Seit mehr als einem Jahr können der französische Innenminister und die Polizei eigenständig Webseiten sperren, radikale Vereine auflösen, Demonstrationen verbieten, Hausarreste verhängen, Hausdurchsuchungen – auch nachts – anordnen. Letzteres ohne richterlichen Beschluss. Was ursprünglich eine Reaktion auf die Terroranschläge in Paris und begrenzt auf zwölf Tage war, ist inzwischen Alltag.

Der nach den Attentaten im Club Bataclan und an anderen Pariser Orten verhängte Ausnahmezustand wurde bisher fünf Mal verlängert, derzeit bis Juli 2017. Laut Innenminister Bruno Le Roux ist die Terrorgefahr im Land noch „nie so groß gewesen wie heute“.

Im Parlament regt sich denn auch wenig Kritik gegen die derzeitige Politik. Im Gegenteil: Der einzige wahrzunehmende Protest kommt von der republikanischen Opposition und richtet sich gegen ein vermeintlich zu lasches Vorgehen des Präsidenten François Hollande. Ihr geht der Ausnahmezustand nicht weit genug. Der ehemalige Präsident Nicolas Sarkozy etwa sprach im vergangenen Jahr von einem „totalen Krieg“ gegen den Terror. Es gehe darum, endgültig zu entscheiden, wer gewinne: „sie oder wir“.

So bleibt die Sicherheit Staatsziel Nummer eins. Dafür werden auch Einschränkungen der Freiheit hingenommen. Im ersten halben Jahr des Ausnahmezustands etwa führten die Sicherheitsbehörden 3.549 Hausdurchsuchungen durch, auf die hin es 592 Anklagen gab. In zehn Prozent der Fälle kam es zu Haftstrafen – nicht allzu viele, kritisieren Bürgerrechtler. Amnesty International berichtet zudem von zahlreichen Polizeimaßnahmen, bei denen Hausbewohner geschlagen und gedemütigt worden seien. Vor allem Muslime seien von Attacken der Polizei betroffen. Eine Studie der Pariser Hochschule Sciences Po zeigt, dass mehr als die Hälfte der Polizisten und Berufsmilitärs in Frankreich dem fremdenfeindlichen Front National zugeneigt sind.

„Seit Inkrafttreten des Ausnahmezustands am 14. November 2015 in Kontinentalfrankreich und am 19. November in den Übersee-Départements haben die Maßnahmen Wirksamkeit gezeigt; so konnten einige Personen, die in direkter Verbindung zur Dschihad-Bewegung stehen, sowie kriminelle Netzwerke, die den Terrorismus unterstützen, destabilisiert werden“, erklärte die Regierung im Dezember vergangenen Jahres, als der Ausnahmezustand erneut verlängert wurde. Gleichwohl konnten auch die Notgesetze einen Anschlag wie im Juli 2016 in Nizza nicht verhindern. Dort raste ein Attentäter mit einem Lkw in eine Menge und tötete 86 Menschen.

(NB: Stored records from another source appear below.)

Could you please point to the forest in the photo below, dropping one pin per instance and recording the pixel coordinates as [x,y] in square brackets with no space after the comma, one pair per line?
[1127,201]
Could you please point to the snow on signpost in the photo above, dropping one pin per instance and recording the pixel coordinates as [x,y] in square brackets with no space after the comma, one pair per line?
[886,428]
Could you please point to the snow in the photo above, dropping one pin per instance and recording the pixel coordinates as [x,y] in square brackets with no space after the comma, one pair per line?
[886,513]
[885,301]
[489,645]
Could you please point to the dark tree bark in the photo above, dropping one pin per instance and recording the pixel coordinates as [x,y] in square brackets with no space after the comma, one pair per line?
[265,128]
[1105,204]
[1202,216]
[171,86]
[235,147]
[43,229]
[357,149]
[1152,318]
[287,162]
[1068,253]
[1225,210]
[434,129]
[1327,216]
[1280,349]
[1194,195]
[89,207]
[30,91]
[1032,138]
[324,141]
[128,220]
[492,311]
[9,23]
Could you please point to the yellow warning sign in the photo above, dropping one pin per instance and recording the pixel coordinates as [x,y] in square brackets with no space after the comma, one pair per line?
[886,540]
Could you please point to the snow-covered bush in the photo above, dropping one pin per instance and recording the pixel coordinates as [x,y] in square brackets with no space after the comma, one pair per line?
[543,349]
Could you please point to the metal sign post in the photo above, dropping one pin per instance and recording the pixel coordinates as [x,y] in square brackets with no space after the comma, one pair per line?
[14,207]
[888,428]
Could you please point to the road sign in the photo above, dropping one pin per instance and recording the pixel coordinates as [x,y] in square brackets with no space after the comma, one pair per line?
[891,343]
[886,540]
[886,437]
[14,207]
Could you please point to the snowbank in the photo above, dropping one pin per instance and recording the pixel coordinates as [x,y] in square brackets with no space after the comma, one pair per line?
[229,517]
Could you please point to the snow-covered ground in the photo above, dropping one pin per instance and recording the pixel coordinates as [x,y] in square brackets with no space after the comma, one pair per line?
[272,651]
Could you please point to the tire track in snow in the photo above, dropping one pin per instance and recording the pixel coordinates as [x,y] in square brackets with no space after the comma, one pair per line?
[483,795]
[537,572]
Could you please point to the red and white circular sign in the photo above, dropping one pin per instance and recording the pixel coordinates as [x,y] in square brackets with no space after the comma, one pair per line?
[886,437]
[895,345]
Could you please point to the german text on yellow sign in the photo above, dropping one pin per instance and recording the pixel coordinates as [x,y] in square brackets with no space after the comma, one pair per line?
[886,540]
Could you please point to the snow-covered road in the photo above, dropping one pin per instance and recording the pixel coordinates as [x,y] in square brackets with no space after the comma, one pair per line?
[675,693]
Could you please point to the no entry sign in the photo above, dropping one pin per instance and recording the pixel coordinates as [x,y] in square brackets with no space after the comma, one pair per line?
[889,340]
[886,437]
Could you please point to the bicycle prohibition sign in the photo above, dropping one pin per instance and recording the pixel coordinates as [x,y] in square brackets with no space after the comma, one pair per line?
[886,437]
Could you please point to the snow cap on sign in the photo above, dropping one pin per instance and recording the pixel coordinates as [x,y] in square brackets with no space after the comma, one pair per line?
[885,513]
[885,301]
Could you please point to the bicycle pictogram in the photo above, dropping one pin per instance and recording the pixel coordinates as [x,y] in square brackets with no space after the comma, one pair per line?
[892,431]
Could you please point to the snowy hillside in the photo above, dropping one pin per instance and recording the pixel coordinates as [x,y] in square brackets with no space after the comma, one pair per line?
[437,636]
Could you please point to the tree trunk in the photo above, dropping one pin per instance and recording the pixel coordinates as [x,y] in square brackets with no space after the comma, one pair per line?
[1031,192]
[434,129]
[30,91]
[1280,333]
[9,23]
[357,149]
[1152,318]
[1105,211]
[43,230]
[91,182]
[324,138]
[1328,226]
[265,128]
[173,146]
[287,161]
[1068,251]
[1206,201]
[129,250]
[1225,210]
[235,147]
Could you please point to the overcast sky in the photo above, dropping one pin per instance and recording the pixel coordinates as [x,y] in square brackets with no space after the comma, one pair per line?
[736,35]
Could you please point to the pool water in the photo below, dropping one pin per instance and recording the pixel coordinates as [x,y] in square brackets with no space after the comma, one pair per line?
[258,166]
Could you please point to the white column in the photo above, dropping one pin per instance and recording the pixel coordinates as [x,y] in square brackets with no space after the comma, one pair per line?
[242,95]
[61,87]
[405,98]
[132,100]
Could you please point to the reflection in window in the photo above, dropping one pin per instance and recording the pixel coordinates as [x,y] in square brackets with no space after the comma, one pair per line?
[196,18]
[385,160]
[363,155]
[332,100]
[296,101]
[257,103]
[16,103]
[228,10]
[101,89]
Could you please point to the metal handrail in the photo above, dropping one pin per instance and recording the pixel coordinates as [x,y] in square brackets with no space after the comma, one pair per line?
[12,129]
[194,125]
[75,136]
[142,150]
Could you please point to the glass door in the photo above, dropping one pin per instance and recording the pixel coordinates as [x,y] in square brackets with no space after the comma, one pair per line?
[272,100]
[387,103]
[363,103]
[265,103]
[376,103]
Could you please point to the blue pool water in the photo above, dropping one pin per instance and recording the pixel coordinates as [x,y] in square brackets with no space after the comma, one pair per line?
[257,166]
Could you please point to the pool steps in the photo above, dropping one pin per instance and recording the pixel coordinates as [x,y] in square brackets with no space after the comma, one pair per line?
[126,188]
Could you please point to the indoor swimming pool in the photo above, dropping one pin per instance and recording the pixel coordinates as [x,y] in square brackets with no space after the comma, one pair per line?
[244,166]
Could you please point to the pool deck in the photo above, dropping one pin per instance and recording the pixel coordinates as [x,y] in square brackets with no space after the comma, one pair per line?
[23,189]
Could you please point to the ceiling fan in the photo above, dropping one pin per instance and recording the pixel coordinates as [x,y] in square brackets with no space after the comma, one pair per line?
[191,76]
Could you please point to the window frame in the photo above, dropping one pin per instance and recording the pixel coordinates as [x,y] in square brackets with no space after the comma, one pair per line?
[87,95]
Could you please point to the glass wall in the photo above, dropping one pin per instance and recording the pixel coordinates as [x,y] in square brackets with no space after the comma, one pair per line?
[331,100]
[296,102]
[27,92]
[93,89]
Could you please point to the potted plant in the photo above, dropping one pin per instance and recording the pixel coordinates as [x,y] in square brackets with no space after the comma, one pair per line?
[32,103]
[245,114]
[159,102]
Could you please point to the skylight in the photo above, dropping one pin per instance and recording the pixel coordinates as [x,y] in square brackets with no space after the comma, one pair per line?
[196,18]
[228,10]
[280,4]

Zuweilen werden die Befugnisse, die der Ausnahmezustand ermöglicht, auch für Maßnahmen genutzt, die sich nicht direkt gegen den Terror richten. Anlässlich des Weltklimagipfels in Paris Ende 2015 verbot die französische Regierung – aus Sicherheitsgründen – sämtliche Großdemonstrationen, zu denen bis zu 300.000 Menschen in der Hauptstadt des Landes erwartet wurden.

Viele der Notstandsbefugnisse sind mittlerweile Teil der Antiterrorgesetze von 2016 geworden und damit in normales Recht übergegangen. So ist nach einer der neuen Regelungen bereits das wiederholte Besuchen von dschihadistischen Webseiten strafbar. Ein Gericht im französischen Département Ardèche verurteilte Ende 2016 einen 32-Jährigen zu zwei Jahren Gefängnis und 30.000 Euro Strafe, weil er Webseiten besucht hatte, die sich für einen Glaubenskrieg aussprachen. Bürgerrechtler kritisierten das zugrunde liegende Gesetz als „ausufernd“, da es die Meinungs- und Informationsfreiheit behindere. Im Februar kassierte das französische Verfassungsgericht das Gesetz, weil es unverhältnismäßig sei.